I think overall this report is pretty high-quality by the standards of global development research, but a large number of small things (the choice of focus area, limiting yourself to charities exclusively focused on women’s empowerment, the narrow methodological focus, and I guess my priors for orgs working in this space) give me the sense that this report was not primarily written with the goal of answering the question “what interventions will actually improve women’s lives?” but was instead more trying to do a broad thing, a large part of which was to look rigorous and principled, conform to what your potential donors expect from a rigorous report, be broadly defensible, and fit with the skills and methodologies that your current team has (because those are the skills that are prevalent in the global development community).
And I think all of those aims are reasonable aims for the goal of FP, I just think they together make me expect that EAs with a different set of aims will not benefit much from engaging with this research, and because you can’t be fully transparent about those aims (because doing so would confuse your primary audience or be perceived as deceptive), it will inevitably confuse at least some of the people trying to do something that is more aligned with my aims and detract from what I consider key cause-prioritization work.
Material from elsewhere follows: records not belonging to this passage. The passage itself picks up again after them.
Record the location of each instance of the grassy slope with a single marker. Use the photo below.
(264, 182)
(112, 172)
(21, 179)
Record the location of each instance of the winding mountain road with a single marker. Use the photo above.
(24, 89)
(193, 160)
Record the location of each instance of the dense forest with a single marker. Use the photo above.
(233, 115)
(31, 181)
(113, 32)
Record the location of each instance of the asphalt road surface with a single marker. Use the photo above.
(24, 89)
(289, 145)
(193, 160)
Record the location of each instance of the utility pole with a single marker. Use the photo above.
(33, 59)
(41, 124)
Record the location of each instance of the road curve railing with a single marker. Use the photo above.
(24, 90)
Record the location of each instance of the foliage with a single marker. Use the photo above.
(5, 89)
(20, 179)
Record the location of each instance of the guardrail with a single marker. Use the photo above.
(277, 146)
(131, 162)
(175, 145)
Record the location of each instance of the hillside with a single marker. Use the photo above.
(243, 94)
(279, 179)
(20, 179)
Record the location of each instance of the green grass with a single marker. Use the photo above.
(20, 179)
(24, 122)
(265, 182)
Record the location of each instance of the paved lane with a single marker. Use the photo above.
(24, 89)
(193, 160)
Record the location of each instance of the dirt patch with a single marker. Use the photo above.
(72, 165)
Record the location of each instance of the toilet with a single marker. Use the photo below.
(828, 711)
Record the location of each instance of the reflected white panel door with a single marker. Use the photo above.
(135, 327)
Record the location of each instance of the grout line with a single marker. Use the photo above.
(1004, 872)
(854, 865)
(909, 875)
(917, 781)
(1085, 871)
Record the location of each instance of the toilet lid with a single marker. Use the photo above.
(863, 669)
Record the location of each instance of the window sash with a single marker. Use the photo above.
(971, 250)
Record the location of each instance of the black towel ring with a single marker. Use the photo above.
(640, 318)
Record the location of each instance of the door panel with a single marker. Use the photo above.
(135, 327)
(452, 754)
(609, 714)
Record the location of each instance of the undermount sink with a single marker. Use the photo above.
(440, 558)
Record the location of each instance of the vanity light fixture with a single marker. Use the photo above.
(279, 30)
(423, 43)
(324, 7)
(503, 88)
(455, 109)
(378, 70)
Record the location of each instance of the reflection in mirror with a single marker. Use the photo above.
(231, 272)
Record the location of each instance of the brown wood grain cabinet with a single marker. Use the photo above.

This overall leaves me in a place where I am happy about this research and FP existing, and think it will cause valuable resources to be allocated towards important projects, but where I don’t really want a lot more of it to show up on the EA Forum. I respect your work and think what you are doing is broadly good (though I obviously always have recommendations for things I would do differently).
Hi Habryka,
This is to thank you (and others) once more for all your comments here, and to let you know they have been useful and we have incorporated some changes to account for them in a new version of the report, which will be published in March or April. They were also useful in our internal discussion on how to frame our research, and we plan to keep improving our communication around this throughout the rest of the year, e.g. by publishing a blog post / brief on cause prioritisation for our members.
I also largely agree with the views you express in your last post above, insofar as they pertain to the contents of this report specifically. However, very importantly, I should stress that your comments do not apply to FP research generally: we generally choose the areas we research through cause prioritisation / in a cause neutral way, and we do try to answer the question ‘how can we achieve the most good’ in the areas we investigate, not (even) shying away from harder-to-measure impact. In fact, we are moving more and more in the latter direction, and are developing research methodology to do so (see e.g. our recently published methodology brief on policy interventions).
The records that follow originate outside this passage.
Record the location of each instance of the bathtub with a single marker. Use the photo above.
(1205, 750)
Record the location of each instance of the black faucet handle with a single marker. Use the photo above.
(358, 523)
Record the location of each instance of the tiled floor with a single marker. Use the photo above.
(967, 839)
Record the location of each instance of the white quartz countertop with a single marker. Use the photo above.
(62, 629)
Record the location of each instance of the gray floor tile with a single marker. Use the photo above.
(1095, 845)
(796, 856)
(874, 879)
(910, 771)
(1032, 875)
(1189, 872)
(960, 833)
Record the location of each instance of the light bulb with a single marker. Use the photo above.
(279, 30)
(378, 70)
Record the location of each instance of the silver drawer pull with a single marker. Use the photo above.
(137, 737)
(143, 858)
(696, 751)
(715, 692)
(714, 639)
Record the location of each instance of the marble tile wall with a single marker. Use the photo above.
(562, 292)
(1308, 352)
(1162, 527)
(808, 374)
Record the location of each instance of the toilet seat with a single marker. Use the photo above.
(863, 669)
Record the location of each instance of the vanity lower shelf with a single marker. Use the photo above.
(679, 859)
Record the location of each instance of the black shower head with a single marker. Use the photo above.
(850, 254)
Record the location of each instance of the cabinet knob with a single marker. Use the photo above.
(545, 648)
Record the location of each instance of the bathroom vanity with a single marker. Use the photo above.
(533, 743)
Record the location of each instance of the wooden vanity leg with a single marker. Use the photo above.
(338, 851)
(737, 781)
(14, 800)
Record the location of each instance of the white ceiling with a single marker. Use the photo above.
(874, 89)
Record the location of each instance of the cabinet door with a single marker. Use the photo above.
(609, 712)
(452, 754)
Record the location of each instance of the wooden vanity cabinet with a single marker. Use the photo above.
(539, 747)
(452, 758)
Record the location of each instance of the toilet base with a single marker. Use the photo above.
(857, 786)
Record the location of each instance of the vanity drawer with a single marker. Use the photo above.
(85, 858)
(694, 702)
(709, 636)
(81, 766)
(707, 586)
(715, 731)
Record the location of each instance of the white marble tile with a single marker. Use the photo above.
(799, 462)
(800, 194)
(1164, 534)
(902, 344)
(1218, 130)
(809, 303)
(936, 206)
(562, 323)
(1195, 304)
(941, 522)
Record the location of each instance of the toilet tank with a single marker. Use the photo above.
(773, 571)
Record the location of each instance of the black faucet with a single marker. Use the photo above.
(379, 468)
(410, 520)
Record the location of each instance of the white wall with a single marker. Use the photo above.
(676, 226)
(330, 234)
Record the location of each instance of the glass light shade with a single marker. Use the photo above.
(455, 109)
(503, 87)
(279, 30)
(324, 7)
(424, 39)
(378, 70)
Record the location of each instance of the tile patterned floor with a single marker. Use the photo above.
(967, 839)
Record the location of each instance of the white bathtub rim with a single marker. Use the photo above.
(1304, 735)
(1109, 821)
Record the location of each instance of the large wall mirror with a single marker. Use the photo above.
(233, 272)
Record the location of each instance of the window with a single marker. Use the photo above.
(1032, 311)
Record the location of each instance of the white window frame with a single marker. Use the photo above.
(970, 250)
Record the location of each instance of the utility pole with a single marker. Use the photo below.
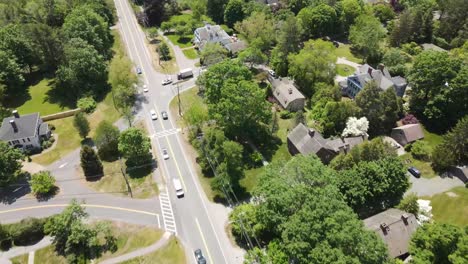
(129, 189)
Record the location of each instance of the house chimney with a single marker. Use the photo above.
(13, 124)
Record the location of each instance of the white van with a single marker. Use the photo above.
(178, 188)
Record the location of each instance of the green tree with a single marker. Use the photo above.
(215, 10)
(42, 183)
(410, 204)
(212, 53)
(234, 12)
(435, 243)
(366, 36)
(90, 163)
(84, 23)
(164, 52)
(454, 148)
(258, 28)
(438, 89)
(135, 146)
(81, 124)
(314, 63)
(318, 21)
(289, 39)
(252, 55)
(82, 71)
(372, 150)
(10, 163)
(106, 139)
(75, 239)
(374, 186)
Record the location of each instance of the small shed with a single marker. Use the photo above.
(407, 134)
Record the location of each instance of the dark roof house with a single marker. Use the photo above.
(407, 134)
(286, 93)
(304, 140)
(395, 227)
(25, 131)
(365, 74)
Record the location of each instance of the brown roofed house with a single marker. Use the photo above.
(304, 140)
(407, 134)
(395, 227)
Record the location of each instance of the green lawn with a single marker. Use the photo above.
(344, 70)
(190, 53)
(451, 208)
(172, 253)
(128, 238)
(344, 51)
(39, 101)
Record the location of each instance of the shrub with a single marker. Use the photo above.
(421, 151)
(87, 104)
(285, 114)
(42, 183)
(27, 231)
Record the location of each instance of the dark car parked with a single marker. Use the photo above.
(415, 172)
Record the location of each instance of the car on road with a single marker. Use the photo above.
(165, 153)
(415, 172)
(166, 81)
(178, 188)
(153, 114)
(164, 115)
(272, 73)
(199, 257)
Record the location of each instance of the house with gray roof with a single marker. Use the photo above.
(395, 227)
(407, 134)
(286, 93)
(24, 131)
(305, 141)
(215, 34)
(365, 74)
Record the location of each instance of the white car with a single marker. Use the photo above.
(166, 81)
(153, 114)
(165, 153)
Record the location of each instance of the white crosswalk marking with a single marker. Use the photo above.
(165, 133)
(167, 213)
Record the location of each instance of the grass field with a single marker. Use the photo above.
(172, 253)
(39, 101)
(451, 207)
(190, 53)
(128, 238)
(344, 70)
(344, 51)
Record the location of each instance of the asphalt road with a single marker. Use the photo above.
(194, 220)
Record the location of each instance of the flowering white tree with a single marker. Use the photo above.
(356, 127)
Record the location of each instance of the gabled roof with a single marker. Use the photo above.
(395, 227)
(27, 127)
(412, 132)
(284, 90)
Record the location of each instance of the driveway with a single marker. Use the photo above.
(429, 187)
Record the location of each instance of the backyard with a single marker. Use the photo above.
(128, 238)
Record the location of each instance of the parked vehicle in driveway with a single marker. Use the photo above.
(415, 172)
(178, 188)
(199, 257)
(185, 73)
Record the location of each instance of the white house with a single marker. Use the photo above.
(25, 132)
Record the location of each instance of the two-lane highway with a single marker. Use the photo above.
(191, 219)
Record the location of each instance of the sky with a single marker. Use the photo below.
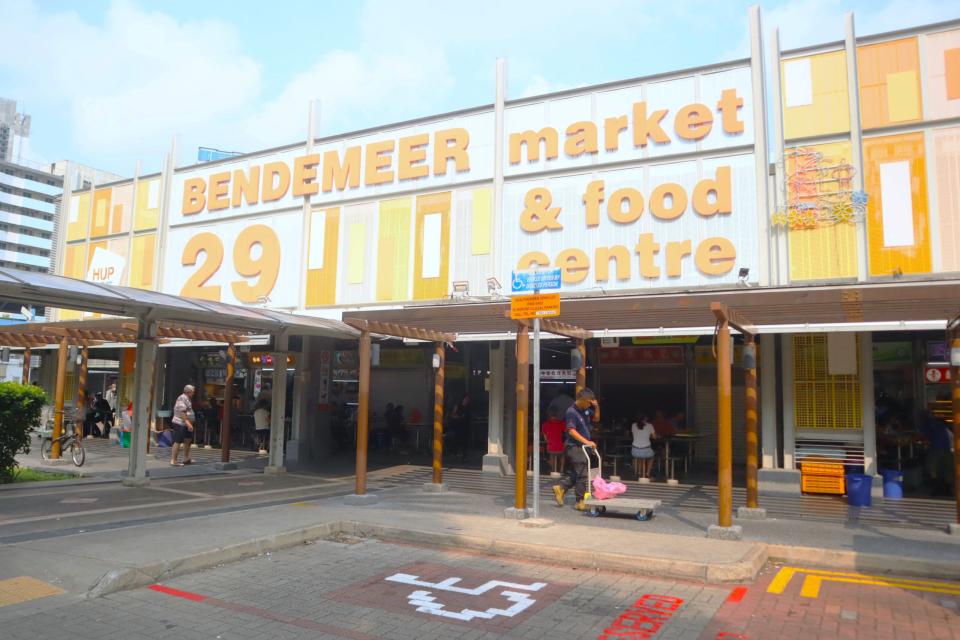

Some of our reports so far have been an exception to these rules for pragmatic (though impact-motivated) reasons, mainly:
We quickly needed to build a large enough ‘basic’ portfolio of relatively high-impact charities, so that we could make good recommendations to our members.
There are some causes our members ask lots of questions about / are extra interested in, and we want to be able to say something about those areas, even if we in the end recommend them to focus on other areas instead, when we find better opportunities there.
But there’s definitely ways in which we can improve the framing of these exceptions, and the comments you provided have already been helpful in that way.
Good point, though what about the $60/sexual assault one? That impact even seems better than AMF for combined impact.